The Huffington Post has rounded up the ’15 Disgusting Responses to Grammys’ Same-Sex Wedding Ceremony’ according to my email. A screen capture of them is below.
What makes these a quote of the day? The fact that they will live on in infamy thanks to the Library of Congress’s acquisition of twitter feeds. For those who may not recall, the Library of Congress bought access to Twitter feeds in a effort to get perspectives on history as it happens from ordinary folks who are living it:
The library will archive the collected works of Twitter, the blogging service, whose users currently send a daily flood of 55 million messages, all that contain 140 or fewer characters.
Library officials explained the agreement as another step in the library’s embrace of digital media. Twitter, the Silicon Valley start-up, declared it “very exciting that tweets are becoming part of history.”
Academic researchers seem pleased as well. For hundreds of years, they say, the historical record has tended to be somewhat elitist because of its selectivity. In books, magazines and newspapers, they say, it is the prominent and the infamous who are written about most frequently.

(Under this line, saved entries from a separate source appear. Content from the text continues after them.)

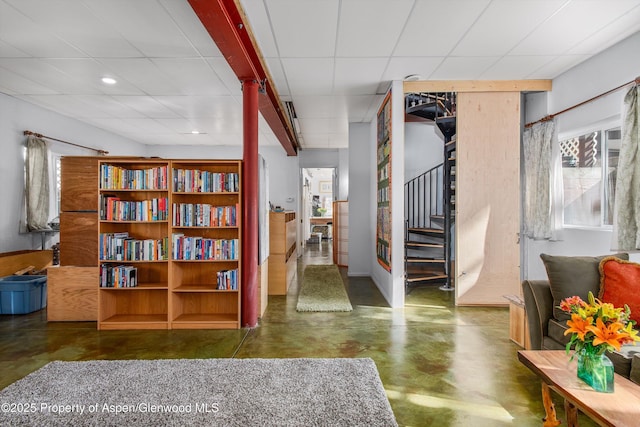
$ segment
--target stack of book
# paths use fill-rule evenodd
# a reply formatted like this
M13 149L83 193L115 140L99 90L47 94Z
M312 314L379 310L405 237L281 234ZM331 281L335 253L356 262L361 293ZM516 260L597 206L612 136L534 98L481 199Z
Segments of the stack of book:
M238 239L209 239L175 233L172 237L173 259L235 261Z

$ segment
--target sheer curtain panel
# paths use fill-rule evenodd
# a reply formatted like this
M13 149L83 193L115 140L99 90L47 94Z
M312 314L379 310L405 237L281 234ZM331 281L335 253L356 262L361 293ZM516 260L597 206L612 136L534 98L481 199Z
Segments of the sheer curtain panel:
M622 142L616 179L613 249L640 250L640 87L624 97Z
M524 234L536 239L553 237L552 143L555 123L536 123L524 131Z
M47 143L33 135L27 137L26 199L27 229L49 228L49 161Z

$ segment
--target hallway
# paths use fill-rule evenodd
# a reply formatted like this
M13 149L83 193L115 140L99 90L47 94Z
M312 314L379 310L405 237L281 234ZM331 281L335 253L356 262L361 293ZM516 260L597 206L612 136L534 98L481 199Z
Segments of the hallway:
M331 263L329 242L307 246L298 280L312 263ZM401 426L541 425L540 383L517 360L506 308L455 307L452 292L434 287L392 310L370 278L341 271L352 312L298 313L292 286L250 330L97 331L47 323L45 310L0 316L0 387L51 360L370 357Z

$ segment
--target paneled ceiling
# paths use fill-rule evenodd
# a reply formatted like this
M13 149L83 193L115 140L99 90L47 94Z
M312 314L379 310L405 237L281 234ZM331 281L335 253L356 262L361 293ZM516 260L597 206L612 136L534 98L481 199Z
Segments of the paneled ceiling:
M240 4L302 149L347 147L391 80L551 79L640 30L640 0ZM187 0L0 0L0 92L144 144L242 144L240 83Z

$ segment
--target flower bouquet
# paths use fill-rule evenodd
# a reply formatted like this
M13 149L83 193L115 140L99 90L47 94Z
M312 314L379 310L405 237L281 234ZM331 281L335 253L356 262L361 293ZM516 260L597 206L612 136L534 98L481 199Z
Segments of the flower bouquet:
M578 355L578 377L597 391L613 392L613 364L606 357L607 351L620 350L623 344L640 341L635 322L629 318L627 305L616 308L589 292L589 301L578 296L565 298L560 309L571 315L567 320L571 334L567 354L574 348ZM571 359L575 356L572 355Z

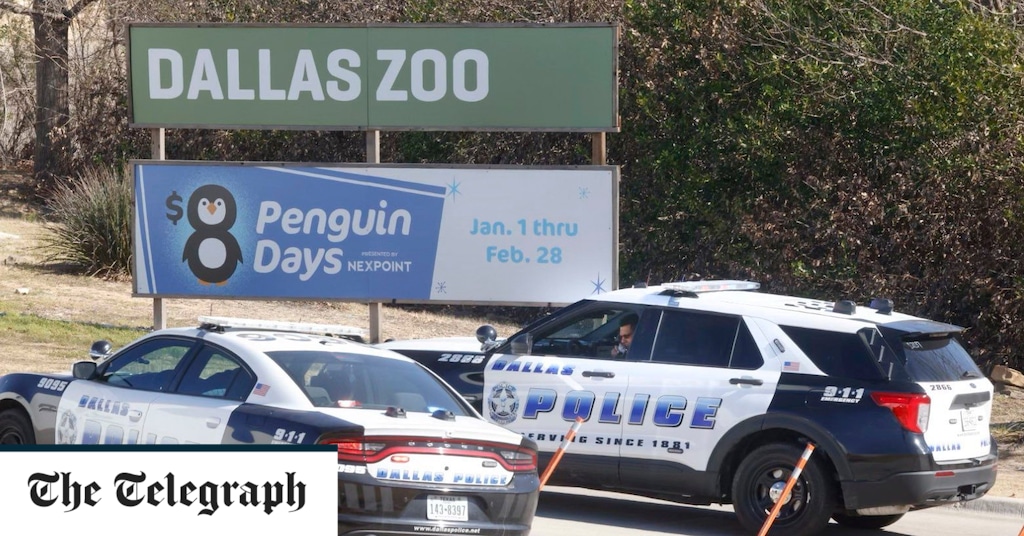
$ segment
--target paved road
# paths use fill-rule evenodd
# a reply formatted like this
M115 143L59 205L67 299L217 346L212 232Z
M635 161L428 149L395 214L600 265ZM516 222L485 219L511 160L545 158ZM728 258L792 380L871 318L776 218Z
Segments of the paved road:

“This is an entirely new addition to the historical record, the second-by-second history of ordinary people,” said Fred R. Shapiro, associate librarian and lecturer at the Yale Law School. — ‘Library of Congress Will Save Tweets’; Steve Lohr; The New York Times; April 14, 2010
In the future when the Library runs their exhibit of gay rights struggle for equality, we’ll get to see some of these Tweets again, but viewed through the perspective of disbelief that anyone would have once thought like that.